The Last of Us Remastered is “Just Scratching the Surface” of the PS4, Says Naughty Dog

To help promote the launch of The Last of Us Remastered last week, Naughty Dog Community Strategist Arne Meyer was interviewed by Metro, revealing that it was challenging at first to decide exactly how they were going to approach bringing The Last of Us to PlayStation 4:

Yeah, it was a little challenging at the beginning because we were trying to scope that our for ourselves and we were trying to figure out, ‘Well, is this just a visual upgrade?’ ‘Do we want to change the gameplay design or the gameplay mechanics?’ ‘Do we want to fix the things that other people have said they’re finding doesn’t resonate with them?’ ‘Do we want to fix the issues that we’re self-critical about?’

And as we were scoping it out and thinking about the whole process, and what it means to make a remaster, that’s how our scope started paring down and… We’re all familiar with movies that have made a remastered version or a newer version, and they’ve touched some narrative elements, or they’ve changed something around, and a small change ends up being a lot bigger than you would think. Especially when fans have something near and dear to their heart.

After Metro brought up the Star Wars special editions that sucked, Meyer laughed and said, “So we didn’t want to mess with that formula too much, we didn’t want to replicate those problems. It’s sort of like, ‘Well, okay, a remaster really means let’s do something but let’s just increase the quality of it.’ And that started to inform the scope of what we were doing.”
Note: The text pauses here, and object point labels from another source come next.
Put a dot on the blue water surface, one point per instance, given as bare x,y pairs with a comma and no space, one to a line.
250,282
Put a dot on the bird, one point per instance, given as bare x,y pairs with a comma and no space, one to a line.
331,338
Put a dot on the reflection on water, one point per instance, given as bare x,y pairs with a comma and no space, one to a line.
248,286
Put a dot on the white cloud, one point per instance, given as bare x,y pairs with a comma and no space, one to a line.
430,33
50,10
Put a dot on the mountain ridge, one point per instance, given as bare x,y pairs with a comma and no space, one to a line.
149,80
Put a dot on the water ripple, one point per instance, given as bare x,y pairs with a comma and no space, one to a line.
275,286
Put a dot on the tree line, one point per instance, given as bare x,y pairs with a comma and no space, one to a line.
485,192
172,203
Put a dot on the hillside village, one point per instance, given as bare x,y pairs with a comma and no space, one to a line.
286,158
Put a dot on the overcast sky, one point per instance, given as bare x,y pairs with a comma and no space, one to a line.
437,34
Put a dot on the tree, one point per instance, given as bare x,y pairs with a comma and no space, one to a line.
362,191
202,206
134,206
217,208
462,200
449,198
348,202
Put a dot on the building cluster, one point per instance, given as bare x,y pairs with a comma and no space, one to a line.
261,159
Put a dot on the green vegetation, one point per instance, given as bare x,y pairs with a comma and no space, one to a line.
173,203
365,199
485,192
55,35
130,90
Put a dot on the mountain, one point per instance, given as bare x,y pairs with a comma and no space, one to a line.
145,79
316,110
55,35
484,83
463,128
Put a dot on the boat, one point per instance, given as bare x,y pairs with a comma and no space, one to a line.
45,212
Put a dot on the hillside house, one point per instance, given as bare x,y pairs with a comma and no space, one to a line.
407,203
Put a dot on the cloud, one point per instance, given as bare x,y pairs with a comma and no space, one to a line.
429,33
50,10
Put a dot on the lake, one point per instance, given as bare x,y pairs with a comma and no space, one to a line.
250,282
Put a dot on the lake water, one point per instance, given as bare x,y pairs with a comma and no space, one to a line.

Deciding to focus on a visual upgradegave Naughty Dog a chance to mess around with the PS4, and as Meyer puts it, they’ve only begun to scratch the surface in terms of pushing the system with The Last of Us Remastered:

I think we’re just scratching the surface. Obviously this isn’t our first game that’s been developed purely for the PS4, so I think for us this is a great proof of concept that ‘here’s the first foundation of how good we can do it and how far we can push it.’ And that’s without doing something that’s made ground-up for the PS4.

Meyer then replied to a statement from Metro that suggested one of the problems with these new consoles is that it’s difficult to quantify some of the graphical improvements:

Yeah, it’s always been hard to quantify because it’s so extremely relative to everything else. And with some things we’re actually reaching the limit of your eye anyway, which is crazy. But I think when you look at the way that our games have improved from game to game, there is a clear progression there and I think you can expect that as you continue development on the PS4.

Clearly Meyer wasn’t going to say whether they’re doing another The Last of Us game, so he was instead asked if making another TLOU would dilute the experience of the original:

I think the decision-making process we have for all our games at Naughty Dog actually addressees that. And you know, we have… it’s a very big picture criteria but it’s basically like, ‘Let’s take a look at a game in a particular universe and can we say something interesting about that universe? Can we say something interesting about the characters in it?

Is it something that we’re still excited about and can we wrap it up in gameplay that we’re excited about?’ If we don’t match any of that criteria we won’t make the game. And that’s served us really, really well in the past. And I think that’s what will inform us for the future.